Led class this morning. And it rocked from beginning to end. The morning started with My Gift from the Universe (i.e., daughter) setting off to take her SATs. As she was going out the door, we reviewed her list of essentials: calculator, pencils, water, sweatshirt. Off she went. A few minutes later, as I was sitting down to write, the phone rings: she’s forgotten the ticket that gets you in the door for the test. So off I go to bring the ticket.

And the weird thing is that I have no impatience about having to drop my writing and run the ticket over to the testing center. Usually when stuff like this happens, I take a moment to put things in perspective, so I won’t get sucked up into impatience and irritation. It’s a pretty simple process, a kind of practice. But this morning I was surprised to find I had no impatience or irritation there to process–I felt quite joyful, actually. Okay, now this sort of thing is where I can get excited about my practice–if it is making this kind of equanimity possible. I came to Ashtanga from zazen, and despite differences between Hindu beliefs and the zen perspective, I feel pretty convinced that both practices lead to the same place.

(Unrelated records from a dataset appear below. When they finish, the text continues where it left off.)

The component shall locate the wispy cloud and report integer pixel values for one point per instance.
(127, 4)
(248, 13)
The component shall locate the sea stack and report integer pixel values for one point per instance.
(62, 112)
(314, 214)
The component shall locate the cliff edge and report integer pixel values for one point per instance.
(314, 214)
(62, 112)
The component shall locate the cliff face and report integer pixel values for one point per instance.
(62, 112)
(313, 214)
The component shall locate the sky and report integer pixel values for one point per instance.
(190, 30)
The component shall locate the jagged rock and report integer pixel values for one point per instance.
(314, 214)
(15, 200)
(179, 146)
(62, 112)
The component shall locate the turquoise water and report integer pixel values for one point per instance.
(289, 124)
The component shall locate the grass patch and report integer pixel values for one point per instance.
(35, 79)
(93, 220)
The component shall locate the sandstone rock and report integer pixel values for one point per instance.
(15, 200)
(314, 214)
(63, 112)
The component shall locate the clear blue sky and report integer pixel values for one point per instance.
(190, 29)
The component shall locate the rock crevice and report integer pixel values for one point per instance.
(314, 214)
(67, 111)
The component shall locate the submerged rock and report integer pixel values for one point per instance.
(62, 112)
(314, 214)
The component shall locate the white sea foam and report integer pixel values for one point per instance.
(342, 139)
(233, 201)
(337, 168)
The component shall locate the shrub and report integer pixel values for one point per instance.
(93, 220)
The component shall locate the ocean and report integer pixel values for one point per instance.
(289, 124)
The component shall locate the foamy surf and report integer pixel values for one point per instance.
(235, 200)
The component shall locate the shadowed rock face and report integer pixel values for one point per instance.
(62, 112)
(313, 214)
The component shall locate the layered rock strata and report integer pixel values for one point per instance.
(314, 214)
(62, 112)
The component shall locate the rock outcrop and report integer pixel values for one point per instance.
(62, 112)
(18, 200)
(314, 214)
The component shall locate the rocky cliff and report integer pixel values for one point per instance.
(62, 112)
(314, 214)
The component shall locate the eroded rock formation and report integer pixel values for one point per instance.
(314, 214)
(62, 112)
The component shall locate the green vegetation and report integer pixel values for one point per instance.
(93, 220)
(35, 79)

And the joyful feeling stays all through led class. A kind of calm joy. I decided, at the beginning of class, that I would listen for any anxiety I might feel, feel it, then relax and let it go. And while I was at it, I might as well meditate on relaxing my hamstrings throughout the whole practice, right? Not be fearful of the hamstrings, or wrestle with them, but simply meditate on them gently. Kind of like Freud’s “hovering attention” in psychoanalysis. I know, it seems like an “easier said than done” kind of deal, right? But somehow it worked. Or else, I was simply meant to have a light, graceful practice today. Either way, it was very sweet.